Carrier-mediated uptake of nicotinic acid by rat intestinal brush-border membrane vesicles and relation to monocarboxylic acid transport.

Abstract
The intestinal transport of [14C]nicotinic acid was investigated at 27.degree.C by using brush-border membrane vesicles (BBMV) isolated from the rat small intestine. The osmolarity sensitive uptake by BBMV showed a remarkable overshoot phenomenon in the presence of an inward-directed H+ gradient (pHin = 7.5, pHout = 6.0). In contrast, the imposition of a Na+ gradient ([Na+]in = 0 mM, [Na+]out = 100 mM) had no stimulatory effect on the uptake of [14C]nicotinic acid.

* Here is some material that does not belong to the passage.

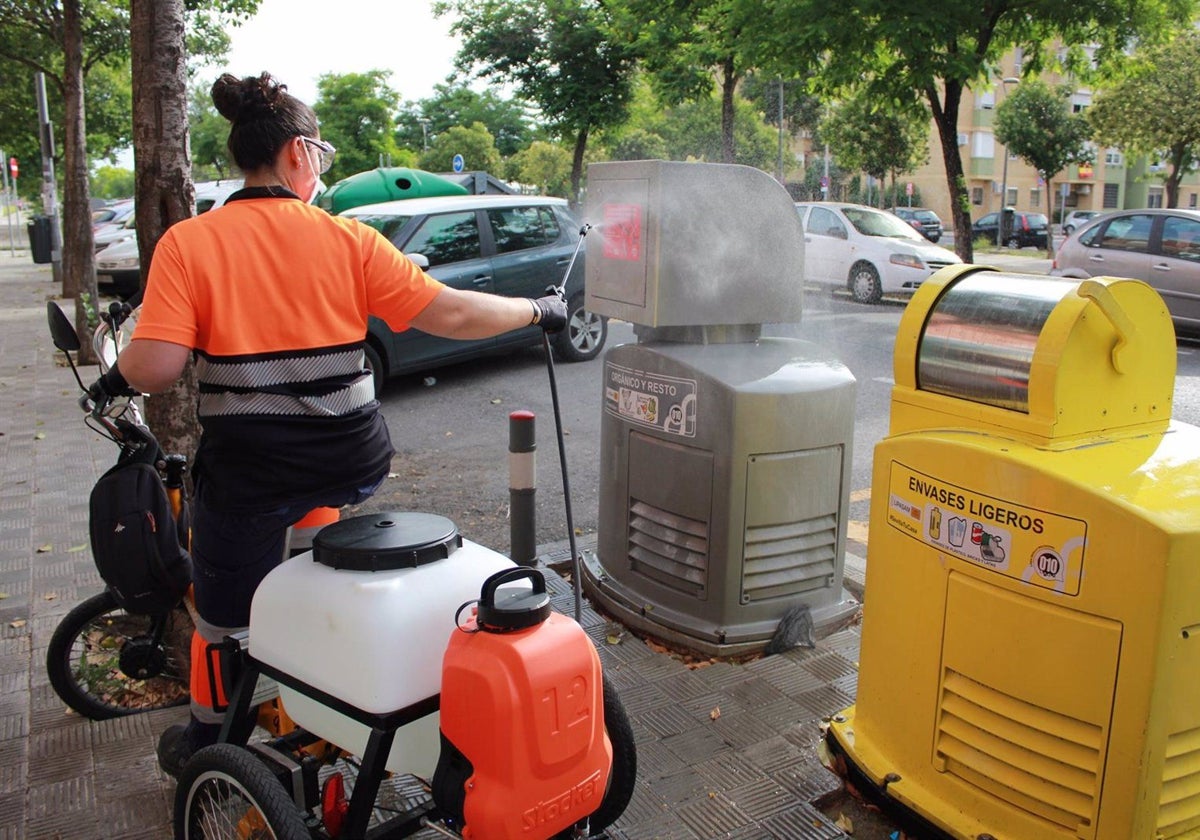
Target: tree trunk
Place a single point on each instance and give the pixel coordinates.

The remarkable pH-dependence of the initial uptake showing an increase of the uptake rate with decreasing the extravesicular pH disappeared completely in the presence of a structural analogue, isonicotinic acid, at pH below 6.5. In the presence of a H+ gradient, the initial uptake of [14C]nicotinic acid was saturable with the apparent Kt of 4.43 mM and Jmax of 2.55 nmol/mg protein/15 s. The uptake was increased by the imposition of an inside-positive membrane potential and was significantly inhibited by monocarboxylic acids such as benzoic acid, salicylic acid, acetic acid, propionic acid, valproic acid and L-lactic acids as well as two isomers (isonicotinic acid and pocolinic acid). The uptake was not inhibited by nicotinamide, nicotinyl alcohol, D-glucose, p-aminohippuric acid, glycyl-L-proline, succinic acid and an exchange transport inhibitor. From these results it was concluded that nicotinic acid is transported through the intestinal brush-border membrane by a carrier-mediated system and the system can recognize some acidic drugs with a monocarboxylic group. The pH dependent intestinal uptake of nicotinic acid can be ascribed to the proton-coupled and active carrier-mediated transport mechanism rather than a simple diffusion of the undissociated nicotinic acid to follow a pH-partition hypothesis.